The language was probably a bit more colorful and derogatory that that. But the above more or less is the essence of what I was screaming.
I remember feeling very relaxed and content after shouting and must have dropped off to sleep soon after.

At work my contract was due to end that Friday. I had known all week that I needed to speak to Dale, a senior manager, regarding possible work in other departments. But as usual each time I tried to summon up the courage to approach him, (when he wasn’t expecting me) I froze out. I was incapable of walking up to his office. Each day earlier that week, Monday, Tuesday & Wednesday, I had tried and failed to take this essential action. When my co-worker: Mr. V. kept informing me of possible openings and encouraging me to approach Dale the resulting fear was overwhelming.
On Wednesday evening - I attended Mark’s Small Group.
Then Thursday morning arrived. As soon as Mr. V. arrived he immediately informed me of a project that needed a replacement contractor.
I paused, awaiting the inevitable surge of fear: fear that would leave me paralyzed and incapable.

I waited - - and waited - - and waited ? - - AND WAITED ??? Where was it,
      where was the fear ?
      where was the crippling anxiety ?
      where was the panic ?
      where was the Pain ?

A few minuets later I was at Dale’s office door. He was not in.
Normally that would have given me great relief. But there was none, none because I wasn’t Trembling in Fear. Twenty minuets later I was back at the office speaking with the manager in an extraordinarily relaxed fashion. It must have worked. A few hours later he phoned me at home to offer another month’s work.
The new work involves cold approaches to both End-Users and Technical staff. This is work I’ve historically

avoided like the plague’       because of the intense stress it caused.
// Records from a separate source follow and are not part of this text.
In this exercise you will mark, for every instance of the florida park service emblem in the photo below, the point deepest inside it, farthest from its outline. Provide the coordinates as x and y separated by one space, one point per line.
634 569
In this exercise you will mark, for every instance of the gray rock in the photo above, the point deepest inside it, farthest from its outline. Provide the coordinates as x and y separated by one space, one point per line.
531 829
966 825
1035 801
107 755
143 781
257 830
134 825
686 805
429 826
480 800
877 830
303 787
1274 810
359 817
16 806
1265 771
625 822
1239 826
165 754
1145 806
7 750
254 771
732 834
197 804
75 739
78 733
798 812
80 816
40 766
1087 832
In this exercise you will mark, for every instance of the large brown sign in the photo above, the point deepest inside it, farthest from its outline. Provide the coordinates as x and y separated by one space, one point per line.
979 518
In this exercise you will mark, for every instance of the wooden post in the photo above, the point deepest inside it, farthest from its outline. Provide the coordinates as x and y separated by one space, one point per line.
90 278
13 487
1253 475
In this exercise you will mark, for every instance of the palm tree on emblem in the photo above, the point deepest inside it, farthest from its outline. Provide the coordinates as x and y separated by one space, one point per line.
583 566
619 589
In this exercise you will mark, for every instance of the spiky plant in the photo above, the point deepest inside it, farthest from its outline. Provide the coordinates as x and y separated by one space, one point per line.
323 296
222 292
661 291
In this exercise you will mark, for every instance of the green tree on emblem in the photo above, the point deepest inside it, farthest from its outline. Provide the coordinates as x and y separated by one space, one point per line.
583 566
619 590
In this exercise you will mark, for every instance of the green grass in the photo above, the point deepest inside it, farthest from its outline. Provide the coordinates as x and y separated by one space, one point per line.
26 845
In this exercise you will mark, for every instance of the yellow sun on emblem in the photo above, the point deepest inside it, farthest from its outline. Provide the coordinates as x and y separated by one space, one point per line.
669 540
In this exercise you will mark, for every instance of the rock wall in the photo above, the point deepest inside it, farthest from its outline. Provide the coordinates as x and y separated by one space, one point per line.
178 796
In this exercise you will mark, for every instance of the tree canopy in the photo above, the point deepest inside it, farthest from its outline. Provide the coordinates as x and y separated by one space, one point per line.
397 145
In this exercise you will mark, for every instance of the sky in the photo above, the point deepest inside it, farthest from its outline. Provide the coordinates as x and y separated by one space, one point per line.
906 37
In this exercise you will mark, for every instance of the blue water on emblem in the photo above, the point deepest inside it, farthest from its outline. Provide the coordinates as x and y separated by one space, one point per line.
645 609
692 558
For the past three weeks this work has been merely an inconvenience - it has been unbelievably stress free. A month ago the work would have been intolerable. I would have been stressed ‘up to my eyebrows’ and suffering immense fear at each approach. Now at each new ‘cold’ approach I hear my mother yelling in her persistent panic mode, but now the panic stays with her and the image fades almost immediately taking the panic with it.

This change has been so dramatic; it has opened up areas of career development I have avoided for more than thirty years. But more surprising was the lack of any dramatic Primal to make the connection. On Wednesday what little I achieved during Small Group seemed trivial. That night in bed I felt a lot of frustration but the connection to mum’s panic seemed almost a non-event. Both occurrences seemed to have so little energy about them.
Yet the behavior that was impossible during the preceding three days was undertaken on Thursday with literally no resistance, and the effect has persisted for three weeks.

It seems I had a Primal Whimper, not a Primal Scream.
These remarkable results occurred almost immediately after the connection and were the first significant breakthrough since my treatment began. This one success alone has more than justified the cost of attending the Primal Institute.